What the ANC forgets is that the 4.5% of GDP that citizens and companies pay for private medical care is discretionary spending from their after-tax incomes.
The ANC is desperate to proceed at any cost. It seems to believe that complex problems can be solved by convening summits, publishing reports and establishing bureaucracies, instead of allowing individuals, companies and markets to make their own choices. As Chris Hart puts it: the ANC sees all the problems as solutions and all the solutions as problems.
There is a strong argument for the reform of health care delivery. However, this can best be achieved by:
- gradually raising expenditure on public health care from 4.1% to 6% of GDP;
- by fixing the seriously dysfunctional public health care system;
- by making private health care delivery more competitive and efficient; and
- by incentivising companies to extend medical insurance to many more of their employees.
There are, however, a number of reasons why the NHI might not be implemented as envisaged:
- aspects of the NHI Bill may be unconstitutional, particularly because of the manner in which it will erode the concurrent responsibility of provinces for the provision of health care;
- the NHI will prove to be unaffordable – especially if South Africa is forced to go to the IMF for a bail-out;and
- the scheme will have a negative impact on the healthcare of the ANC’s own leadership and middle-class base.

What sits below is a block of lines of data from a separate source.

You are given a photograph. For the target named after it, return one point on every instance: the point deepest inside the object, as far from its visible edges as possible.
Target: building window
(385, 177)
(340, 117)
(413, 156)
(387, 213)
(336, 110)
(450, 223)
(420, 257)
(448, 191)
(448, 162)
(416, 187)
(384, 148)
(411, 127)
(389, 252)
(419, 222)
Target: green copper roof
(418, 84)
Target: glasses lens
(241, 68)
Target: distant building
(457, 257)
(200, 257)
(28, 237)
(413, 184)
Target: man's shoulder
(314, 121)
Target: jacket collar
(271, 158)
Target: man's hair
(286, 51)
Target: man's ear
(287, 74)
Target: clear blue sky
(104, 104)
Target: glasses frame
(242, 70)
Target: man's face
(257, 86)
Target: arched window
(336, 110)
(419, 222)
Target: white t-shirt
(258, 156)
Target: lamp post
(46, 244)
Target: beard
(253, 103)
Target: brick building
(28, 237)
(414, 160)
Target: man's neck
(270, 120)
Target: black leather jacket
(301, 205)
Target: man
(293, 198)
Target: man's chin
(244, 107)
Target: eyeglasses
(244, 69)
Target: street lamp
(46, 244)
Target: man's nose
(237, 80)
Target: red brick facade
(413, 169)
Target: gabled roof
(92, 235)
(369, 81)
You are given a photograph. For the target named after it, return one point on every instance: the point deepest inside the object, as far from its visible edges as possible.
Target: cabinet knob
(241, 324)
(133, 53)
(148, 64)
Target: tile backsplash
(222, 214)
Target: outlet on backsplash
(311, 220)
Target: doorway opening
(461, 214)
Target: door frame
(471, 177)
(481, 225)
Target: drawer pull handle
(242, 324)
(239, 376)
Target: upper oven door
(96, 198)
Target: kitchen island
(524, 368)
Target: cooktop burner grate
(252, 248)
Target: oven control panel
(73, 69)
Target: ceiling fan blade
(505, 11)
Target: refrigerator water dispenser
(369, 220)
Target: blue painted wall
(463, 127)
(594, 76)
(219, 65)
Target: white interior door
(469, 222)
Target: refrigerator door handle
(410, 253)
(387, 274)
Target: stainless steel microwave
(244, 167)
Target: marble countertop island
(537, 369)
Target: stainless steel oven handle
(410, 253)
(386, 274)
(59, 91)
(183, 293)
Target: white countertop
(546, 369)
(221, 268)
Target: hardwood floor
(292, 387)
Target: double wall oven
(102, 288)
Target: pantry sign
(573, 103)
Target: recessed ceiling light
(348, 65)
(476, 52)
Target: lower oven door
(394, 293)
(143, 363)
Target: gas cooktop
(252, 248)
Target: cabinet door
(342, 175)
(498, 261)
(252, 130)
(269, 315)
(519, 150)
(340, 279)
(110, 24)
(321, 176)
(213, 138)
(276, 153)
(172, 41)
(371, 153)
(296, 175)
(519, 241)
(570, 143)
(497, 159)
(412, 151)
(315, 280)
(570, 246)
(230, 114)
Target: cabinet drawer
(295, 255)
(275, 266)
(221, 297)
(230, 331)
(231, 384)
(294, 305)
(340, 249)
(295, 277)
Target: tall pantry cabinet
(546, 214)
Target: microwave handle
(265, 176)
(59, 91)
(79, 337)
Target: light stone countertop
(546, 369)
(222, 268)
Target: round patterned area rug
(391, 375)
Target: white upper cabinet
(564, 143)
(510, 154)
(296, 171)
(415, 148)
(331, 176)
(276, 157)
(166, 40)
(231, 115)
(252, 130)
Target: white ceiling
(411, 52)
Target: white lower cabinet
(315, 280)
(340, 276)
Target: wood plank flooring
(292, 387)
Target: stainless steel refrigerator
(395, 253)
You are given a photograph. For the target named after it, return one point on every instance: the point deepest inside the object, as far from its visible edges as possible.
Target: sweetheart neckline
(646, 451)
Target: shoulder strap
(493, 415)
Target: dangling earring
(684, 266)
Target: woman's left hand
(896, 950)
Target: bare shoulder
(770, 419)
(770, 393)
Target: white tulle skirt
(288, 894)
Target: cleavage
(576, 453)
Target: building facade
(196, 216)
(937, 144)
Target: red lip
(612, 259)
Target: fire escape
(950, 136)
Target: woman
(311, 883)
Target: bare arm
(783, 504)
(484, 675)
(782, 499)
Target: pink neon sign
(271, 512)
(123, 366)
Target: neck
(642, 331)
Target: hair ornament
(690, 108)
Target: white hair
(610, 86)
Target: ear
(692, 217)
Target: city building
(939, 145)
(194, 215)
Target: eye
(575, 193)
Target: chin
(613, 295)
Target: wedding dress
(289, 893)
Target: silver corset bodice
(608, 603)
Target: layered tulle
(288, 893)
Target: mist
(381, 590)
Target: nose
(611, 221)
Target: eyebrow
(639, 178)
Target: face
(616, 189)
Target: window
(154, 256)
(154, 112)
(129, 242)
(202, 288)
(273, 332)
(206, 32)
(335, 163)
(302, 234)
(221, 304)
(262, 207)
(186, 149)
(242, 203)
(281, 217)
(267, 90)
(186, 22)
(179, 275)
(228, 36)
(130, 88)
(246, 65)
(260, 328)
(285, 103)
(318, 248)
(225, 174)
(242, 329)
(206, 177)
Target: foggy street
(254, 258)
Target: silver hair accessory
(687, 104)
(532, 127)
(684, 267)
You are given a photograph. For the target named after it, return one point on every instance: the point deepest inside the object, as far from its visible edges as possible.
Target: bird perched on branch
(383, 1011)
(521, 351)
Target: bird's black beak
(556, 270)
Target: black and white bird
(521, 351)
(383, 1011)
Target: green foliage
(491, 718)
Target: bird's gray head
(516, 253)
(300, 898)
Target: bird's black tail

The NHI is full of good intentions. However, the road to health care perdition is paved with such intentions and terminates in potentially disastrous unintended consequences. All those who are concerned about the extension of more equitable health care to all the people of South Africa should say “No!” to the NHI. They should unite to work for a fair and practical system that will significantly improve public health care delivery – and that will not, at the same time, erode South Africa’s existing private health care system.